Patients with cancer of the mouth and throat caused by a virus will have a better response to radiation therapy than patients whose cancer comes from smoking and drinking.

Although most patients with cancer of the mouth and throat have a long history of smoking and excess alcohol intake, there is a small group that has neither of these in their background.

Virus Associated with Mouth and Throat Cancer in Some People

These patients are often older and more likely to be women than the patients who have been smokers and drinkers. Recently it has been discovered that this small group of patients developed their cancers because of an infection with the human papillomavirus (HPV), the same virus thought to cause cancer of the cervix in women.

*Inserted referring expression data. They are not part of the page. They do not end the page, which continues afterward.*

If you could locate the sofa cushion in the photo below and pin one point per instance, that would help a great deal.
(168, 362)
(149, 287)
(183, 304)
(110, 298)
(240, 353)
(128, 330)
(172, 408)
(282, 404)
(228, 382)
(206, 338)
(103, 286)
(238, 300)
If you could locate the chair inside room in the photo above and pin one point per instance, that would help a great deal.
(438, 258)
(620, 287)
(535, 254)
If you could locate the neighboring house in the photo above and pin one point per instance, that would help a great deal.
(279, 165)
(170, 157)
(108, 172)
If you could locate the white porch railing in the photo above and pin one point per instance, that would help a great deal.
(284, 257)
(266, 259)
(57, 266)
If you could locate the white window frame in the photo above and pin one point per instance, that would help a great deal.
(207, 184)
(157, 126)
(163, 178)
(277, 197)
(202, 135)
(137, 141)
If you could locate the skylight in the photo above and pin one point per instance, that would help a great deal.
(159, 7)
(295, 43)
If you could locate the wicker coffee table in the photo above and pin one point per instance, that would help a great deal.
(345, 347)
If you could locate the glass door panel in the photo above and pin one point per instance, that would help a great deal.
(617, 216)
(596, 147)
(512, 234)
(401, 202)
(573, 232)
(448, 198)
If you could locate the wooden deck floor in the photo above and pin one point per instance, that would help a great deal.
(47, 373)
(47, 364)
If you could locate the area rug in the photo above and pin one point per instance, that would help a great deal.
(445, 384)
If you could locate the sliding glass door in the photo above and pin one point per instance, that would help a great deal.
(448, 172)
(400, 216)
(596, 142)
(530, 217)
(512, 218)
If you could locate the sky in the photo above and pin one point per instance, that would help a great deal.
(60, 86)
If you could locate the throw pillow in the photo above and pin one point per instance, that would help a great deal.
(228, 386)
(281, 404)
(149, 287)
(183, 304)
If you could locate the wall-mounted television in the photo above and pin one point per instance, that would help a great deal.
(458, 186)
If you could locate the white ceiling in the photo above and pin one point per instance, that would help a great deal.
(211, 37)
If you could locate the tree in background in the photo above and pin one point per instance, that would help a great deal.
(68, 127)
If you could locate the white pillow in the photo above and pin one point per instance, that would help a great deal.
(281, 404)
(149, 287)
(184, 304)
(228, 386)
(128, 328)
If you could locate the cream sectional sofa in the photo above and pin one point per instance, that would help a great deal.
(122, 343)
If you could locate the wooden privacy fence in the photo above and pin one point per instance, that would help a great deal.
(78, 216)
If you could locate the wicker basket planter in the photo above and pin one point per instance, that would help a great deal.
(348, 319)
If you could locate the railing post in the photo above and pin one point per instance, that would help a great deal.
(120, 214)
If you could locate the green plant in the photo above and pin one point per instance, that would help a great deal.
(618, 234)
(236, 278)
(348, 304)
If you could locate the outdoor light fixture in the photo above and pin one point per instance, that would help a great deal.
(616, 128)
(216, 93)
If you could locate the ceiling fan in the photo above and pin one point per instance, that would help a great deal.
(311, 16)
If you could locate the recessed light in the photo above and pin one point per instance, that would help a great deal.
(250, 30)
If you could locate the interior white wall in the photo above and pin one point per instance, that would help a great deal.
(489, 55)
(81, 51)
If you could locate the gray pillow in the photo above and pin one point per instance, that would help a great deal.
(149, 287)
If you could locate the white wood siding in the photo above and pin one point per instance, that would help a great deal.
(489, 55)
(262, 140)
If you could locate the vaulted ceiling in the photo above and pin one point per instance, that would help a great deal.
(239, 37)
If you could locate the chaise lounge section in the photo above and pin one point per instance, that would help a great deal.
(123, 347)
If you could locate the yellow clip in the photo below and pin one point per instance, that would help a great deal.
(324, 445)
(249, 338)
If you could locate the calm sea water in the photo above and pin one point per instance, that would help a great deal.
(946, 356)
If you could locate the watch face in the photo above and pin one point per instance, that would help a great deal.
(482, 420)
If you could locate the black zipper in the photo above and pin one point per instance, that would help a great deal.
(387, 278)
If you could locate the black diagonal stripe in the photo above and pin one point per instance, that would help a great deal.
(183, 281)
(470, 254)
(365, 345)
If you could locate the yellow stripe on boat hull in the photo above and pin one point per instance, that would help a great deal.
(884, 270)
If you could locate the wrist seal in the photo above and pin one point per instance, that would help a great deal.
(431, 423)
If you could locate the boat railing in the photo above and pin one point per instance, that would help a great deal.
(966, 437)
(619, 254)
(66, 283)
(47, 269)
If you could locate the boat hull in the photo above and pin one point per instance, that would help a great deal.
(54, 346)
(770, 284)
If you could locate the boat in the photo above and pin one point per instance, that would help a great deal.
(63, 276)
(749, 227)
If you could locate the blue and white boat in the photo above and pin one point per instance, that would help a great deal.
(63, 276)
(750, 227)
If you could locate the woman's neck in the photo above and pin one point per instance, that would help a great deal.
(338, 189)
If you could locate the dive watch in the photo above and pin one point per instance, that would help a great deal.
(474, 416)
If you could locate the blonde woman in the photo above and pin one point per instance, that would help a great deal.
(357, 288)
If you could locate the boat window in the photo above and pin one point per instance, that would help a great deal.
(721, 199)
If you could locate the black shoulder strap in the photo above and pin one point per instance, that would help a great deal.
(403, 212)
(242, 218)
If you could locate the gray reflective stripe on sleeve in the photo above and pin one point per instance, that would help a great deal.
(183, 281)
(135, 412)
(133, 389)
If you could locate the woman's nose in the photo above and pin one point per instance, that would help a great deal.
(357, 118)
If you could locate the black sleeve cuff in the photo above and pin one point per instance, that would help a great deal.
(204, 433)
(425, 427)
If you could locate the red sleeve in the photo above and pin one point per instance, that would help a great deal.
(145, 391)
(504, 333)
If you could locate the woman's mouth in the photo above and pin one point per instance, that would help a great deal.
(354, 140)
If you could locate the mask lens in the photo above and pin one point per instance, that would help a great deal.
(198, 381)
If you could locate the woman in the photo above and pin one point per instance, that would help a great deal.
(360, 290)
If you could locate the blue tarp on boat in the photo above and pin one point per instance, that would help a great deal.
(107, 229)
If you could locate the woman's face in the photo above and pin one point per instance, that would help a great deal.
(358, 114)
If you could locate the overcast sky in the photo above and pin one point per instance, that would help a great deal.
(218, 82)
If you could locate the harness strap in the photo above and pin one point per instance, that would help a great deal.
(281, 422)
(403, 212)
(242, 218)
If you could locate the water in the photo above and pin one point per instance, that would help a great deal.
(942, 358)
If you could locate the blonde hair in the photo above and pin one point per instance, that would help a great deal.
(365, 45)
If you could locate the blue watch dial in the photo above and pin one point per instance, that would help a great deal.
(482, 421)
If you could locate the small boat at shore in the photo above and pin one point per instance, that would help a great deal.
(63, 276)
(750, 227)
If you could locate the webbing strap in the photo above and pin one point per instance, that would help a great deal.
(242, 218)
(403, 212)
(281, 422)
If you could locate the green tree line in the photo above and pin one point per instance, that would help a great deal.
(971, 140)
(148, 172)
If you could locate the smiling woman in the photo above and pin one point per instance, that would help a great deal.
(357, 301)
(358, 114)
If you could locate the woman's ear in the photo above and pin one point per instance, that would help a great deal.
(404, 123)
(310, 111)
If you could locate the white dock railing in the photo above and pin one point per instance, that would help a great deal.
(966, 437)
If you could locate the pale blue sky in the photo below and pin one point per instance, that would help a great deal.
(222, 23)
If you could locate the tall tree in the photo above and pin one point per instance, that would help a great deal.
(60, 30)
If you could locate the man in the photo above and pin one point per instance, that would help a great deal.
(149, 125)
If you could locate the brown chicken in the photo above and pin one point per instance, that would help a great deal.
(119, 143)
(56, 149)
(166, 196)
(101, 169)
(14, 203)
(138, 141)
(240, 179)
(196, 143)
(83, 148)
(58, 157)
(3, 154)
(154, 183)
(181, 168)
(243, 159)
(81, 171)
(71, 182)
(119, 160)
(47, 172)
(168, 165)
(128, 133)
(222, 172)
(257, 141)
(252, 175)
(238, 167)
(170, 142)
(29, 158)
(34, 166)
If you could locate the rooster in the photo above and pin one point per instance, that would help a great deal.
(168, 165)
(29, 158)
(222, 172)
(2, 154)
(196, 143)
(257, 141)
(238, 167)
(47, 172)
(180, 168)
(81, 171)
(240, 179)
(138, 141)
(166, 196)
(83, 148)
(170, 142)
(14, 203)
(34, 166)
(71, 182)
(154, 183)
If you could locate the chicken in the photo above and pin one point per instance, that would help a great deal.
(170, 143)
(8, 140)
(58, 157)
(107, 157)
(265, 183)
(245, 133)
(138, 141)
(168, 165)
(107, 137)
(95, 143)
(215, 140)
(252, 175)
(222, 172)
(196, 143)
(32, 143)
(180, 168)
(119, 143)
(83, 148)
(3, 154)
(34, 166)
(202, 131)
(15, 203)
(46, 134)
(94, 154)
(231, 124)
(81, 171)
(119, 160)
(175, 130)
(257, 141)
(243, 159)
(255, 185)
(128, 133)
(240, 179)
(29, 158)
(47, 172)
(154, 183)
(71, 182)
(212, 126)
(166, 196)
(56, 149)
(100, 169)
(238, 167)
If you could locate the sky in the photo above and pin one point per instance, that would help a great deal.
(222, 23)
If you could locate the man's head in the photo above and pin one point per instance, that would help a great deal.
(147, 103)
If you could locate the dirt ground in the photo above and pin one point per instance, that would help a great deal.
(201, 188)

In a report in a recent issue of Cancer (Vol. 92, No. 4: 805-813), a group of Swiss doctors, led by Katja Lindel, MD, a radiation oncologist, looked at whether having HPV infection as the cause of the cancer made any difference.

They reviewed 99 patients that were referred to them for radiation treatment of their mouth and throat cancers. Special chemical analysis of the tissues removed by biopsy revealed that 14 patients had cancers infected with human papillomavirus.

HPV-related Cancer Responds Better to Radiation Therapy

The doctors then compared the response to radiation therapy of these patients to the response of patients without the virus infection and found that the virus-infected patients did much better. Eighty percent of the patients with the virus infection had the cancer eliminated from their mouth and throat by the radiation, compared to only 50% of the other patients.

It also appeared that these patients had a lower chance of the cancer returning and eventually causing their deaths, but there were too few patients for the doctors to be certain. The message that Lindel and her colleagues want to send is that some patients with throat and mouth cancers did not get their cancer because they smoked and drank alcohol, and these people may have a much better outlook than expected.